Organized labor, however, reached no such détente with the big-box goliath. “We listen to all of our critics, because a lot of times they have legitimate concerns,” said Mona Williams, a Walmart spokeswoman. “But unions are not in that category.”
Thus, labor saw its coalition divided, and is now largely on its own in engaging the company. But the UFCW dug in, substantially increasing its Walmart-devoted budget to fuel the current push.
Even so, some question whether the UFCW is serious about committing to a long-term organizing campaign, or whether OUR Walmart boils down to a new and sophisticated tool of the union’s ongoing publicity campaign against Walmart. “The big question here is, What does this campaign define as success?” says Nelson Lichtenstein, who teaches at the University of California, Santa Barbara, and is one of the foremost experts on Walmart. “I think success to them would be to enroll a few thousand workers to speak out, make a bunch of noise and generate bad publicity. This seems to me an extension of what they’ve been doing for quite some time. Although when workers begin to feel unafraid to publicly speak out—that is a crucial moment of any organizing campaign, and its significance can hardly be overstated.”

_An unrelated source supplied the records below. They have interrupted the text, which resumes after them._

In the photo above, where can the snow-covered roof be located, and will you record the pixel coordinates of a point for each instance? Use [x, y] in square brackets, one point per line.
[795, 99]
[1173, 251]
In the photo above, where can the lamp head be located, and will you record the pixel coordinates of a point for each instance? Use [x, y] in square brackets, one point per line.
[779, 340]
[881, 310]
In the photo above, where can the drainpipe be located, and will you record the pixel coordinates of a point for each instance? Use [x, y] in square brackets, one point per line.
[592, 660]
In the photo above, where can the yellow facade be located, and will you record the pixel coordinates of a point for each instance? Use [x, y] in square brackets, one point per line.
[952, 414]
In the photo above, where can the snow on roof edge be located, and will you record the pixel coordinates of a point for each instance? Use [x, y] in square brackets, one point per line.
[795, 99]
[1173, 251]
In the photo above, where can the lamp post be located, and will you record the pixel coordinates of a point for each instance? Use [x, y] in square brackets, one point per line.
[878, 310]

In October in Bentonville, the Making Change at Walmart group, which helps support OUR Walmart, hosted a panel discussion of Walmart workers and managers to provide critical perspectives to stock analysts in town from New York and Europe for meetings with Walmart executives the following day. The first of its kind, the meeting seemed to achieve its aims, but a telling moment came when the panel was pressed on OUR Walmart’s long-term prospects. “Unless you’re getting to a point where you’re striking at the store level,” asked Dan Binder, an analyst at Jefferies, “how do you plan to implement real change?” Binder repeated the question, getting only vague invocations of worker solidarity. Eventually, Dan Schlademan, director of Making Change at Walmart, piped in: “At the end of the day, it’s not about what this group is going to do—it’s really about how Walmart decides to respond to this group.”
This language, striking in its passivity from a union official, points to a central departure of this organizing approach.
OUR Walmart must balance dual roles: it needs the aggressive offense of trade unionism to effectively pressure the company; yet in order to appeal to many conservative-leaning, union-skeptical Walmart workers, and to evade the company’s advanced union avoidance tactics, it also must embody features of an amorphous, business advocacy group out to help Walmart make the right decisions for itself. Perhaps the most impressive feat yet of OUR Walmart is its ability to play both roles.
“This sort of experimentation is what labor needs most right now,” says Ruth Milkman, associate director of the Murphy Institute at CUNY. “I couldn’t think of a better way to go about doing this, but the proof will be in the pudding.”
Many in the labor movement are closely watching the renewed fight for workers’ rights at Walmart. Big box retail is a potential springboard for unions seeking to bolster dwindling ranks. Globalization devastated America’s manufacturing workforce. Retail jobs, in contrast, largely cannot be outsourced. Any success with these experiments could enable a broader wave of organizing in what is becoming America’s largest sector of employment. On one thing, labor experts and officials agree: to succeed, the Walmart efforts will require tremendous outlay.
“If they really want to get this to scale—where you have 100,000-plus members and finally see a big impact on the company—it will take an incredible commitment of time and money,” says Wade Rathke. “Organizing is hard.” But, he adds, “Walmart workers are ready—that’s the easy part.”